Dan Larremore, a mathematical modeler at the University of Colorado at Boulder, who’s crunched numbers on the contagion-curbing effects of frequent testing, told me that tests can absolutely “reduce cases by a substantial amount.” But given a choice, “transmission is reduced more effectively and more cost effectively by vaccination.”

The bare minimum test frequency needed to meet the mandate standard—once a week—also isn’t terribly compatible with good mitigation. People tend to become contagious within about four to six days of getting infected, likely a shade sooner with the speedster Delta variant. And a big fraction of transmission happens before the infected show symptoms, if they ever do. A weekly screen could leapfrog that entire window and end up being “too little, too late,” Valerie Fitzhugh, a pathologist at Rutgers University, told me. (Even the EU health passports that accept negative test results expire after just two to three days.)

The situation could get even murkier if employees need to wait several days for their results, as is often the case with test samples that must be routed through labs. Rapid tests could circumvent that delay, but they’re not very good at zeroing in on low-level infections, and have been shown to operate best, as Larremore and others have found, when used as near-daily screens—a quantity patch for their quality flaws.

Employers could opt for testing more often than once a week to bridge some of these gaps. But frequently testing multiple employees stands to bleed time from the workday, incur heavy financial costs—which could potentially fall on the company, its employees, or both—and stress the nation’s already insufficient diagnostic supply. Demand for testing has skyrocketed since the start of the summer, thanks to Delta’s ongoing crush.

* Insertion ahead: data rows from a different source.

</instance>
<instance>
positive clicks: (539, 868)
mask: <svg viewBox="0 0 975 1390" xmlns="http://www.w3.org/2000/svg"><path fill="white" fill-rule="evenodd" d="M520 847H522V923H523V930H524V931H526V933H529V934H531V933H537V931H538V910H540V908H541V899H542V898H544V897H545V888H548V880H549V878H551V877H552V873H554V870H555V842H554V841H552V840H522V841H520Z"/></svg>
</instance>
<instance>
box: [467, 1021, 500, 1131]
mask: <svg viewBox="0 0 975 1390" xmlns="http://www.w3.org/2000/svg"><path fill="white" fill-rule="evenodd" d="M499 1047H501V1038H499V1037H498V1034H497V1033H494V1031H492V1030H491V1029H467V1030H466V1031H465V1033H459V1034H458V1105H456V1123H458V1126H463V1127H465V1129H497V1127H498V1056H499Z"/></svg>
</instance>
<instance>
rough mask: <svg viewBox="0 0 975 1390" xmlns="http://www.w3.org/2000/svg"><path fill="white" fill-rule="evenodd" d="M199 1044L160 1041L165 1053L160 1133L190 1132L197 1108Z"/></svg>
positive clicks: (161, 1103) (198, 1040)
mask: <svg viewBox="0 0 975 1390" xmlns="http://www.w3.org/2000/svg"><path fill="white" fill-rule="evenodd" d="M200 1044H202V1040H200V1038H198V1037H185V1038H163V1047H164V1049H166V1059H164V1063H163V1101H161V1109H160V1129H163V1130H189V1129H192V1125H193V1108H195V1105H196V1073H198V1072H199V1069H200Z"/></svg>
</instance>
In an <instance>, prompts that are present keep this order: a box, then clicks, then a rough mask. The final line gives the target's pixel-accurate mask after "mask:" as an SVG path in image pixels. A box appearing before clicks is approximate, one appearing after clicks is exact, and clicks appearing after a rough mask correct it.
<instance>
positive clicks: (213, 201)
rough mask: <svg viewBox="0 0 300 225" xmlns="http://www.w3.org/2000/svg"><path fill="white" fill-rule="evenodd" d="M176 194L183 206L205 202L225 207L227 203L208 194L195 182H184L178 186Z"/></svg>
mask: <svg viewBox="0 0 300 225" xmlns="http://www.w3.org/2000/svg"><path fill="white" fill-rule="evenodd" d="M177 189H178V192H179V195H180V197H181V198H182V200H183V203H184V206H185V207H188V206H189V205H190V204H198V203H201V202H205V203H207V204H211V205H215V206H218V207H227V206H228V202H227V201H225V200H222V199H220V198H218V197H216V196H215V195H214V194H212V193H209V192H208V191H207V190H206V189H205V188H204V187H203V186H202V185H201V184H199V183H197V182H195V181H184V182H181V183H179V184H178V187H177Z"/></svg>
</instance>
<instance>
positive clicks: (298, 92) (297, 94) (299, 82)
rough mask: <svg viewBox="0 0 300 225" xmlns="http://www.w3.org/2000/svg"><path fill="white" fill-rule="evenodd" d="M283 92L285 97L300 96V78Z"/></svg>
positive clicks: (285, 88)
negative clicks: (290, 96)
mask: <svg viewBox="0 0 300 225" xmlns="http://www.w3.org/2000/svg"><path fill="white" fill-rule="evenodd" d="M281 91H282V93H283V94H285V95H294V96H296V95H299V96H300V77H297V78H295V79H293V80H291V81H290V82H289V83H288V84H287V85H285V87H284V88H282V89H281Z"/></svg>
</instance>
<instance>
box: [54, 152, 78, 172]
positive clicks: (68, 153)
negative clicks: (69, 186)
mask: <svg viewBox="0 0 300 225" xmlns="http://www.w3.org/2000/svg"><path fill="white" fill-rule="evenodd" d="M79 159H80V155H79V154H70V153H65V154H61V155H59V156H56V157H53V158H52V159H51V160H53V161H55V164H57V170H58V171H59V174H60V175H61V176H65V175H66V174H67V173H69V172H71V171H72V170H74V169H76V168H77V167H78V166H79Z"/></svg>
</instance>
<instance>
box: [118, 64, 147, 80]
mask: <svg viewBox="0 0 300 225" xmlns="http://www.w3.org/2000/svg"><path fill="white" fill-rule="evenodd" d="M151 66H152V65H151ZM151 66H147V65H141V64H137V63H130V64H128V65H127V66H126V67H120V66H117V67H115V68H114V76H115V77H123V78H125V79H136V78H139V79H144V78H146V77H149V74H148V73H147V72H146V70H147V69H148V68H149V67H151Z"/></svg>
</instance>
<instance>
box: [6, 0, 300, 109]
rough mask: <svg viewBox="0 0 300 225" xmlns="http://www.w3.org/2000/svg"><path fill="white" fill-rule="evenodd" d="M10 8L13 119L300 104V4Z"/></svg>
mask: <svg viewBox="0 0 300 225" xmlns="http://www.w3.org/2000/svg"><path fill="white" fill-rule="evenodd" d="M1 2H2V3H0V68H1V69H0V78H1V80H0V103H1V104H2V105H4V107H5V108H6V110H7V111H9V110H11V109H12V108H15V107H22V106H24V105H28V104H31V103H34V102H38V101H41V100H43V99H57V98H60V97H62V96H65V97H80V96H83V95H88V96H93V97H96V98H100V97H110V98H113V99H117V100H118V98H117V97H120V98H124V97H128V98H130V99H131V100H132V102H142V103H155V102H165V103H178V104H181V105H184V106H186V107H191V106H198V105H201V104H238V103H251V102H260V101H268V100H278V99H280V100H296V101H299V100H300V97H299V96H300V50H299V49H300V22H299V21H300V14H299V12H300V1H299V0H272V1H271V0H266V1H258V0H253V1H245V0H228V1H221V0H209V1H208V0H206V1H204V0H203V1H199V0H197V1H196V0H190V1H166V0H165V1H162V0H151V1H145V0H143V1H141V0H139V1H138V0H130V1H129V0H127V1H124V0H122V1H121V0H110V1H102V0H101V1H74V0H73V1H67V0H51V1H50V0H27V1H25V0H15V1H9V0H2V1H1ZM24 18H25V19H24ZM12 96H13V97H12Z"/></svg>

Meanwhile, many of the community testing sites that closed in the winter or spring never reopened; at-home tests, now available over the counter, have grown difficult to find in stores and online.

After grappling with nearly two years of SARS-CoV-2 testing, Butler-Wu, who runs a clinical laboratory that processes hospital samples, worries that a massive influx of workplace testing will deplete resources that could otherwise be used to diagnose very sick patients, especially as the nation barrels into the winter months, when many pathogens thrive. “How are people with symptoms going to get tested?” she said. Laboratory workers, she noted, have been stretched to the breaking point since the pandemic’s start. “There is not an infinite capacity to do this.”

The Biden administration has made moves to increase the availability of rapid tests and lower their price points. But the experts I spoke with were skeptical that the supply surge would happen in time, or at a large enough scale. (At this point, it’s still unclear what types of tests will qualify as valid under the mandate, whether they’ll need to be done on-site, and whether their results will need to be reported to public-health officials.)

There’s some hope, Nuzzo said, that the testing slice of the equation will be such a headache for everyone involved that vaccination will look more appealing in comparison and become the default. But even that scenario cloaks what would be the actual ideal: wielding vaccines and tests in combination, alongside masks and many of the other measures we’ve been talking about for months. Immunized people pose a lower transmission risk to others, but not zero. “If your goal is to minimize transmission in the workplace, you want to do both,” Nuzzo said.

Still, if the comparison has to be made, vaccines “will always come out on top,” Madad, the New York epidemiologist, said. Putting them on the same tier as other measures, and blurring the differences among them, threatens to obscure our best shot at ending the pandemic. This is why, perhaps, we’re calling the not-vaccine mandate a vaccine mandate. It’s a wishful nickname, one that highlights, rather than cloaks, just how powerful immunizations can be when all of us buy in.